Cisco-Eagle employee-owners played a MiniGame called “Knowledge is Power.” This game focused on the value of customer service and general business practices. “GGOBingo”—a Bingo-based Minigame—was played in early 2020 where employee-owners marked off squares after completing tasks like community service, taking a financial literacy quiz, attending Financial Peace University, making charitable donations and providing ideas for the next MiniGame.
“The Great Game of Business is woven into the fabric of everything we do at Cisco-Eagle. Every employee-owner understands that they have the ability to affect the bottom line.”

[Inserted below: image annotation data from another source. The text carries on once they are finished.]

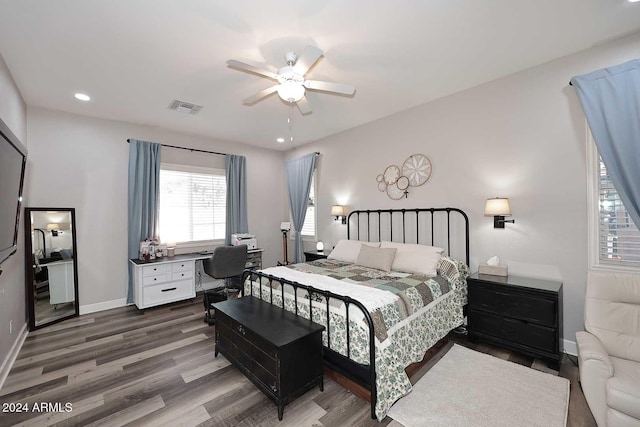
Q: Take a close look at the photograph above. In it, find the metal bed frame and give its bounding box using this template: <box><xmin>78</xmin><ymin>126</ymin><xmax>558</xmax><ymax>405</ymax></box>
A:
<box><xmin>240</xmin><ymin>208</ymin><xmax>469</xmax><ymax>419</ymax></box>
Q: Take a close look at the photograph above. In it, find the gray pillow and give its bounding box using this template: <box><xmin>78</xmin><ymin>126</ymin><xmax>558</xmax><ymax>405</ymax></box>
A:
<box><xmin>355</xmin><ymin>245</ymin><xmax>397</xmax><ymax>271</ymax></box>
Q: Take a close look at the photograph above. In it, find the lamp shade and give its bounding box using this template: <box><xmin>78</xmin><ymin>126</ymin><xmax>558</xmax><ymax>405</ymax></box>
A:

~ Logan Beard, HSE Manager
“The GGOB team and ESOP Advisory Committee will continue to work together to come up with creative ways to engage our employee-owners,” says Jonathon Green, Senior Accountant, and chair of the GGOB team, noting that the team just launched their first company-wide game of the year, which is a Poker Chip Challenge that will run through the end of December. “We will continue to assist individual departments in implementing specific games and challenges that are more geared to their specific issue or concern.”
“I tend to think of all financial decisions now as if my household were a company. With what I learned in The Game it helps me to view not only how purchases/investments will affect me immediately but also how they will affect my future finances.”